For Harry Potter Fans: Wing & Claw #1: Forest of Wonders, by Linda Sue Park

Let’s pretend I read this young adult book because … um … research? Really, I just wanted a fun, engrossing story, and this 350-pager (first in a trilogy) by a Newberry Medal winner definitely qualifies. It’s about a gifted young boy who lives near a mysterious forest. An injured bat comes into his life, and the boy uses his skills as an apothecary to treat the bat—and give it special powers. The bat becomes the cutest animal character you’ll ever meet, and the boy and his friends are soon caught up in an adventure that'll teach them some lessons about messing with nature.

For Cephalopod Groupies: The Soul of an Octopus, by Sy Montgomery

Probably the odds of a nonfiction book about octopuses becoming a New York Times bestseller are not good—at all. But this book pulled it off because it's smart and has a big heart (you'll learn that octopuses have three hearts, by the way). Montgomery somehow manages to teach us about octopus biology and ecology, make us fall in love with several specific octopuses, and tell a very human story about herself and other people who care deeply about these highly unusual animals. I read it in two days; it's fantastic.

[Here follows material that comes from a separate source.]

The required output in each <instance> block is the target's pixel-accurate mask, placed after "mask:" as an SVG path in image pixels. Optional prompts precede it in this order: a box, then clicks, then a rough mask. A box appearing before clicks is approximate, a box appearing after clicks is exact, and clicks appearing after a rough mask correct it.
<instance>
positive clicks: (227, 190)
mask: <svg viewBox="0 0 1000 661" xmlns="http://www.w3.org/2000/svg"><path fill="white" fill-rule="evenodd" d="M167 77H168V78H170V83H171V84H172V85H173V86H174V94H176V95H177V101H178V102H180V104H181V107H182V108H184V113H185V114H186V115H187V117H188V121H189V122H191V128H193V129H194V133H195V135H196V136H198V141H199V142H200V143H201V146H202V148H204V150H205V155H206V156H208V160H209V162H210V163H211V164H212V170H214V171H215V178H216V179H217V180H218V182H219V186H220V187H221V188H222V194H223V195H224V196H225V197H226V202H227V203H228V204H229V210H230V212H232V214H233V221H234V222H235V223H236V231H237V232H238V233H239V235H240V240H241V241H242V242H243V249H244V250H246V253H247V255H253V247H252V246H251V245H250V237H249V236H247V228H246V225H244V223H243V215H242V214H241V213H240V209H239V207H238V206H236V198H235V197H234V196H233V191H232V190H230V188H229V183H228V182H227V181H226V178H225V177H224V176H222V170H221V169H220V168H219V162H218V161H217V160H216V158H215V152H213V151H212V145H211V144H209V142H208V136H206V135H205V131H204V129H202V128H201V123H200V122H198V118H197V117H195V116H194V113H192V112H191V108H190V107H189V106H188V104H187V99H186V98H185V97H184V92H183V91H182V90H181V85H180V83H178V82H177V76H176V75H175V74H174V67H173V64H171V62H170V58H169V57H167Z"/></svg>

For Anyone Who Has Been Sick: The Sound of a Wild Snail Eating, by Elisabeth Tova Bailey

This quirky memoir from 2010 won several awards for the quality of the writing, and it surely deserves another for best book title. The author recounts a debilitating illness at the age of 34 that left her isolated, bedridden, and frustrated. One day a friend brings her a pot of violets, with salvation in the form of a snail tucked under the leaves. From her bed (and after she heals), the author studies the snail and is comforted by the small, calm life it leads. It’s a sweet and touching story, and I guarantee you’ll never see snails (or think of snail sex) the same way again.